The NJCPA reached out to the Division, and our contact said “states with substantially similar PTE tax treatment should receive credit.” The Division is working on providing more public information on their website.
- For a partnership having a fiscal year of 10/1/21-9/30/22 and partners with a calendar year end of 12/31/22, will/can the new BAIT law apply?
The revisions to the BAIT law are effective as of Jan. 1, 2022, and therefore do not apply to a partnership with a fiscal year of 10/1/21–9/30/22. A partnership with a fiscal year of 10/1/21–9/30/22 will file a 2021 PTE-100. Partners with a calendar year end of 12/31/22 will claim credit for their share of the 2021 BAIT on their 2022 New Jersey tax returns.
- Assume a PTE filed its 2021 BAIT return on March 1, 2022. When filing the return, the PTE has an overpayment that it credits forward to the 2022 tax year. At the time of filing the return, the PTE has not made a BAIT election for 2022 (assume the 2022 BAIT election will be made in February 2023). Does the Division expect any issues with getting the overpayment credited to the 2022 tax year? If so, it would appear prudent to make the 2022 BAIT election before filing the 2021 BAIT return and, if needed, revoke the election if it is not ultimately desired.

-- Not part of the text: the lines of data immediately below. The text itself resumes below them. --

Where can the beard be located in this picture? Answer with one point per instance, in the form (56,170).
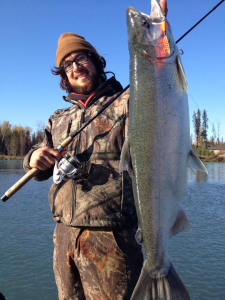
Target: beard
(88,86)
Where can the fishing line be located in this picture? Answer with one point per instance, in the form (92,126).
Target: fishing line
(199,21)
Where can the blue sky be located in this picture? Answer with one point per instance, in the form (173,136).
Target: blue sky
(30,30)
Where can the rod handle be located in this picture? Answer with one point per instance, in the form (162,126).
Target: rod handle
(20,183)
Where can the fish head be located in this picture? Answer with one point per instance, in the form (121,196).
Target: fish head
(150,35)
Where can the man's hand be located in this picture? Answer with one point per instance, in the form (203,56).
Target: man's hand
(163,4)
(43,158)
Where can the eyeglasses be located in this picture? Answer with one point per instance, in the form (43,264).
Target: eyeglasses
(79,59)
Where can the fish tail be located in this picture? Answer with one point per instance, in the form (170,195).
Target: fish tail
(169,287)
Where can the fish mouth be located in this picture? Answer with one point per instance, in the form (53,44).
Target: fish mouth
(145,33)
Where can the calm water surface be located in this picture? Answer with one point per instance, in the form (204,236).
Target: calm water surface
(26,228)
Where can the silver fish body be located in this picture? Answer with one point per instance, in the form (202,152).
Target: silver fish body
(157,150)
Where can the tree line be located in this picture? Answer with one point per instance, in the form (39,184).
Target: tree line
(18,140)
(202,138)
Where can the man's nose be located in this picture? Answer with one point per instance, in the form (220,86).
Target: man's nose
(76,66)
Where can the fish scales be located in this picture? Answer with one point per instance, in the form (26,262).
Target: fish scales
(157,150)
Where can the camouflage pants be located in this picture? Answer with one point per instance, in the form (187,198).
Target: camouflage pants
(95,264)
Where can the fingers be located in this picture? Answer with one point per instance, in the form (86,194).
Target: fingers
(43,158)
(163,4)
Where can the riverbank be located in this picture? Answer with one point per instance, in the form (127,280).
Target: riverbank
(204,158)
(214,158)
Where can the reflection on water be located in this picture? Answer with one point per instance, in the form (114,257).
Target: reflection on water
(26,229)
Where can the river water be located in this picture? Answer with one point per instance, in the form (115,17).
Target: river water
(26,228)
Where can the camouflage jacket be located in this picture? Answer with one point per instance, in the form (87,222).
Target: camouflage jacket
(105,197)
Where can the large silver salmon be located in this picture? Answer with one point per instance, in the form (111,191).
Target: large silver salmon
(157,150)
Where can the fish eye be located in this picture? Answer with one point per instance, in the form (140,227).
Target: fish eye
(144,23)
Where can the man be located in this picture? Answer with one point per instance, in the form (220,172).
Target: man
(96,255)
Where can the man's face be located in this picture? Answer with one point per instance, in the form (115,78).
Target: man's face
(83,78)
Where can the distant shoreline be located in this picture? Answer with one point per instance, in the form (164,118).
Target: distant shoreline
(204,158)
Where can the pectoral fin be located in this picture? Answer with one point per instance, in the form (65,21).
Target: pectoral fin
(194,162)
(125,158)
(139,237)
(181,224)
(182,75)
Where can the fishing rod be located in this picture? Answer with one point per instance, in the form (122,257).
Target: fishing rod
(68,140)
(34,171)
(199,21)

A pass-through entity must file a BAIT Election prior to making a BAIT payment or filing a BAIT return. If a pass-through entity wishes to credit all or a part of its 2021 PTE-100 overpayment to its 2022 tax year, it would be prudent for the pass-through entity to file its 2022 BAIT Election prior to filing its 2021 PTE-100. A pass-through entity can electronically revoke its BAIT Election on or before the original due date of the entity’s PTE-100 form (e.g., March 15 for calendar year filers).

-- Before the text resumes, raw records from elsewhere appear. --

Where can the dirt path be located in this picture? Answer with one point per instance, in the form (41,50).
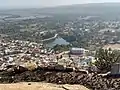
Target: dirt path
(40,86)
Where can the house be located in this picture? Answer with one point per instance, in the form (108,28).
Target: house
(115,69)
(77,51)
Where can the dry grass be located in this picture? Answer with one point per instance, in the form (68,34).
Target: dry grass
(40,86)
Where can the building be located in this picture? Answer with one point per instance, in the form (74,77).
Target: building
(115,69)
(77,51)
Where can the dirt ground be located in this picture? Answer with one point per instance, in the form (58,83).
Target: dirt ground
(40,86)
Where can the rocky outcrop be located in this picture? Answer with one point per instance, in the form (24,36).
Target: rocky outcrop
(92,81)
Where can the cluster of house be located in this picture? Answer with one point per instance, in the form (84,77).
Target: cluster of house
(17,52)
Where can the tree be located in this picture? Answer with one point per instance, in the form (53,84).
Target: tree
(106,58)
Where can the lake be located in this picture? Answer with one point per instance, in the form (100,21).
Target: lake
(59,41)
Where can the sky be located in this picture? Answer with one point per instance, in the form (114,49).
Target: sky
(45,3)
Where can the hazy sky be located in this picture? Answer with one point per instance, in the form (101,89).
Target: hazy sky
(45,3)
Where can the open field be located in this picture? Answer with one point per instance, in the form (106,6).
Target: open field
(40,86)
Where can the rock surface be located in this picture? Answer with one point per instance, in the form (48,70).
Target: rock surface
(40,86)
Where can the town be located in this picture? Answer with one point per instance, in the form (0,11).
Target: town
(60,48)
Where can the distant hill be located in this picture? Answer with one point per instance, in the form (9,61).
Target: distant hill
(91,9)
(96,8)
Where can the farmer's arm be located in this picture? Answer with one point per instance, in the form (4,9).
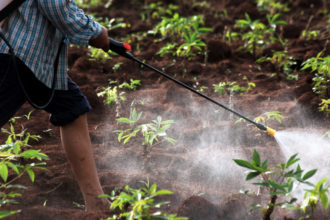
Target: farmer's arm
(78,27)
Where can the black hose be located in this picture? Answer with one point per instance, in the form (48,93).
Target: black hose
(130,56)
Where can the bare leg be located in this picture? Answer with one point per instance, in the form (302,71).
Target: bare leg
(77,145)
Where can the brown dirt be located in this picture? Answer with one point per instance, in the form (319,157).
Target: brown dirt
(193,166)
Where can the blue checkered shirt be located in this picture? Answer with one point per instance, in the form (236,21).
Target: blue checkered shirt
(36,29)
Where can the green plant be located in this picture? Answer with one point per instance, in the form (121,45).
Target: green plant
(168,49)
(91,3)
(111,94)
(282,62)
(265,117)
(321,66)
(275,116)
(155,10)
(324,106)
(272,6)
(192,41)
(233,87)
(133,85)
(96,54)
(258,35)
(140,203)
(280,181)
(186,31)
(150,131)
(310,35)
(18,159)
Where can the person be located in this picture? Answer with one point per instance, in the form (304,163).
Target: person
(35,31)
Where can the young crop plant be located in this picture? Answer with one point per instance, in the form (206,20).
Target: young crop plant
(133,85)
(156,10)
(151,132)
(140,203)
(280,181)
(324,106)
(232,88)
(257,35)
(265,118)
(17,159)
(321,66)
(185,35)
(272,6)
(111,94)
(93,3)
(283,62)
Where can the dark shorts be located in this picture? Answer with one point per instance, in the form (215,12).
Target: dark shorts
(65,107)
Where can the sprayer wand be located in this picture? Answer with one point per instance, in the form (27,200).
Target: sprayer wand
(123,50)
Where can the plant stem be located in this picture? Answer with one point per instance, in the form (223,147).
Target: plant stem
(271,207)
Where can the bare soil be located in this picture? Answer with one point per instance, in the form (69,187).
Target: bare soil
(198,168)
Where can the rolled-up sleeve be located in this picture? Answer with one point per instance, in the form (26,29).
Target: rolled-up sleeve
(65,15)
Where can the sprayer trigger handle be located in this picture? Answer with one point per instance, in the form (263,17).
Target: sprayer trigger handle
(119,47)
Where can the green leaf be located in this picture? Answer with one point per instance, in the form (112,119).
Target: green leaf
(244,163)
(31,174)
(309,174)
(324,200)
(252,175)
(256,157)
(4,214)
(163,192)
(292,160)
(125,120)
(31,154)
(3,171)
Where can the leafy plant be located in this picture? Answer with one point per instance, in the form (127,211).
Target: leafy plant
(233,87)
(272,6)
(310,35)
(156,10)
(324,106)
(265,117)
(16,157)
(168,49)
(280,181)
(133,85)
(150,131)
(283,62)
(258,35)
(192,41)
(111,94)
(275,115)
(321,66)
(140,203)
(186,31)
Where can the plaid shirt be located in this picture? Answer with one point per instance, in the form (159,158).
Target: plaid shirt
(36,29)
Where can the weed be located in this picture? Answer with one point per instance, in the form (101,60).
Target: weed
(232,87)
(156,10)
(283,62)
(324,106)
(150,131)
(139,203)
(272,6)
(310,35)
(280,181)
(257,34)
(111,94)
(185,30)
(16,149)
(133,85)
(321,66)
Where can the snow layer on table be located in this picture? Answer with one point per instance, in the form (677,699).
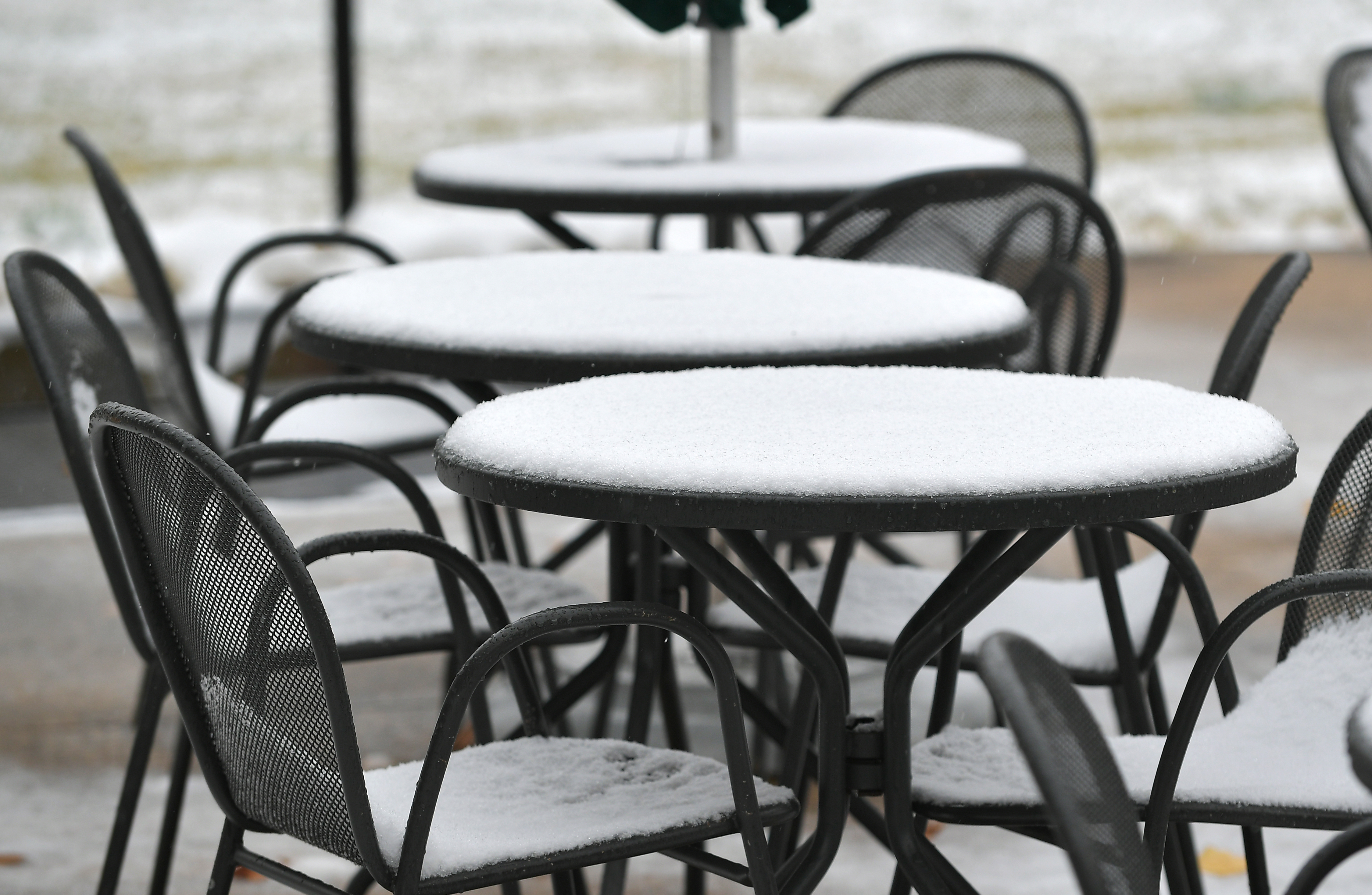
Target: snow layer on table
(1283,746)
(895,431)
(644,304)
(841,154)
(1067,618)
(538,795)
(366,421)
(413,606)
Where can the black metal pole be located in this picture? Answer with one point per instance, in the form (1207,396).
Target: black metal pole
(345,110)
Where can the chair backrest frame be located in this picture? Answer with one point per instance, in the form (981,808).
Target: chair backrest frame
(150,282)
(81,360)
(1074,217)
(1337,535)
(114,429)
(970,59)
(1344,117)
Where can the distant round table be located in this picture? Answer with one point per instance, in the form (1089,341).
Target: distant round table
(781,165)
(563,316)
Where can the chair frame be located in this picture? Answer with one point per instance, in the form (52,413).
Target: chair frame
(1010,61)
(503,647)
(155,296)
(1337,116)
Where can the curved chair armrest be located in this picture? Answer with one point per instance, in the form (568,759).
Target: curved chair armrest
(256,250)
(530,628)
(1186,574)
(342,386)
(1334,853)
(1205,670)
(248,455)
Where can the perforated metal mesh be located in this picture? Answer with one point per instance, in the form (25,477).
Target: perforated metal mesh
(242,644)
(1086,797)
(1338,535)
(988,94)
(1028,235)
(1351,117)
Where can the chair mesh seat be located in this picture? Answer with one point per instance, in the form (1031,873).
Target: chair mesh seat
(413,607)
(1283,747)
(540,797)
(1067,618)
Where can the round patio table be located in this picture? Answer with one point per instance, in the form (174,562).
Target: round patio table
(861,449)
(781,165)
(563,316)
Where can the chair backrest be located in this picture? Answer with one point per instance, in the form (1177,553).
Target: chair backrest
(1082,787)
(241,632)
(986,91)
(83,363)
(1338,535)
(1035,233)
(1348,109)
(150,283)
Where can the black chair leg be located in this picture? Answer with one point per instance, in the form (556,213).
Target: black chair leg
(360,883)
(899,885)
(1257,857)
(221,878)
(172,814)
(146,725)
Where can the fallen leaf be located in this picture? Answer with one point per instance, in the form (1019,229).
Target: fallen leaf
(1219,863)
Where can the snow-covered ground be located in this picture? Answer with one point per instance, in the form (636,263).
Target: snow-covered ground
(1206,112)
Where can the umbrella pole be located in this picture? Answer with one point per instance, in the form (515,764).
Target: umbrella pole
(721,227)
(721,92)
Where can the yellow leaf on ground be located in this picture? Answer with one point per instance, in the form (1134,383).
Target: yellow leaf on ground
(1220,863)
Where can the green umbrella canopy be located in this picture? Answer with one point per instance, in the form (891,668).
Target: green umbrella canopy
(663,16)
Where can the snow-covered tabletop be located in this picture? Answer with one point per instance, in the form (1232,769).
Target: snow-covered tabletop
(562,316)
(781,165)
(866,449)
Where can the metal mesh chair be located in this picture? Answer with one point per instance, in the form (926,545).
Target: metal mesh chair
(216,410)
(83,362)
(1035,233)
(986,91)
(1322,675)
(1091,812)
(1349,116)
(1338,535)
(250,657)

- Furthermore, if the 2021 PTE 100 is on extension and subsequently upon filing applies an overpayment to 2022, does the election for the 2022 BAIT need to be made at the time of extension or just by the time the actual filing occurs, assuming a properly extended return?
The 2022 BAIT Election does not have to be made at the time of filing its 2021 PTE-200-T but must be made prior to filing its 2021 PTE-100.

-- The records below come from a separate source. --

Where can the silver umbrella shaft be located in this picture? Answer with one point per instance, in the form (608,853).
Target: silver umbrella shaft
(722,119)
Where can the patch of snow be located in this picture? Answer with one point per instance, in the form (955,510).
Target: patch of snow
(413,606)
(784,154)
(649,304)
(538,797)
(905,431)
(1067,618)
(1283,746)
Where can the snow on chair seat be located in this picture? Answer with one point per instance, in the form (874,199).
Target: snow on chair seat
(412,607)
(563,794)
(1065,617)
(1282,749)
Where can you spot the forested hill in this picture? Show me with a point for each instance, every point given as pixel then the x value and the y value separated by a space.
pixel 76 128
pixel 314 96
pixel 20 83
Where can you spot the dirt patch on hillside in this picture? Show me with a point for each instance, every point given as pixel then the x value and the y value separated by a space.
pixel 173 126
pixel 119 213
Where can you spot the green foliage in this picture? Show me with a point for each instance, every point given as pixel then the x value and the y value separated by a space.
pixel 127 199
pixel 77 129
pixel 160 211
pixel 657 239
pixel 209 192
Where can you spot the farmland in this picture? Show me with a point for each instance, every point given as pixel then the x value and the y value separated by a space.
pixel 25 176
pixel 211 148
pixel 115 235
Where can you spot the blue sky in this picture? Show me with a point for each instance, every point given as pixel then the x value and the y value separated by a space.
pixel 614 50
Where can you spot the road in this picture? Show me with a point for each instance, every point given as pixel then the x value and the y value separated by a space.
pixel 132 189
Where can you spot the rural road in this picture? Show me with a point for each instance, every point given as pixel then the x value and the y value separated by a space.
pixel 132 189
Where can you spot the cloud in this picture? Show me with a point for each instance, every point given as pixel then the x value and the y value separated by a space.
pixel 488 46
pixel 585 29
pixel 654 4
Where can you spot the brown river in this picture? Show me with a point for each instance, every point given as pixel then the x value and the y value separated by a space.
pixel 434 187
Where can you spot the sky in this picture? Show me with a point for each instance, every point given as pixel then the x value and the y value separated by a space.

Learn more about the BAIT at our May 3 webinar with Alan Sobel and Karen Henderson.
March 15, 2022, Update
The New Jersey Division of Taxation has extended the due date for the following forms from March 15 to June 15, 2022:
- 2021 PTE Election
- 2021 PTE-100 Tax Return
- 2021 PTE-200-T Extension of Time to File
- 2021 Revocation forms
- 2022 Estimated Payments
January 18, 2022, Update
To rectify the implementation issues with New Jersey’s Business Alternative Income Tax (BAIT), a clean-up bill was drafted which has been signed by Governor Murphy. The bill includes the following changes which are effective Jan. 1, 2022:
- It modifies how the optional tax is calculated so that more income is subject to the tax, thereby allowing a larger credit to be obtained for paying the optional tax.
- It changes the offsetting tax credit structure and permitted uses of the credits so that the credits are more generous.
- The tax brackets are updated for the BAIT to better align with the most recent changes to the state’s gross income tax brackets
- The treatment of overpayments of tax and excessive credits are modified so that they can be applied to tax liability in the successive year.
The bill also provides that entities will not be required to make a payment on the share of the income of each nonresident entity owner if the entity owner expects to get the money back in the form of a tax credit as a result of the entity paying the optional entity-level tax.
Apportionment of income
Additionally, we've received a few questions about the state changing the method of apportioning income of an S corporation from the three-factor formula to the single-factor formula.
The Division of Taxation has confirmed that, for tax year 2021, an S corporation will have the option to use three-factor on NJ-NR-A for purpose of the BAIT.
The Division's website guidance regarding important BAIT updates for tax year 2021 will be posted shortly. Please check back with the Division's website periodically.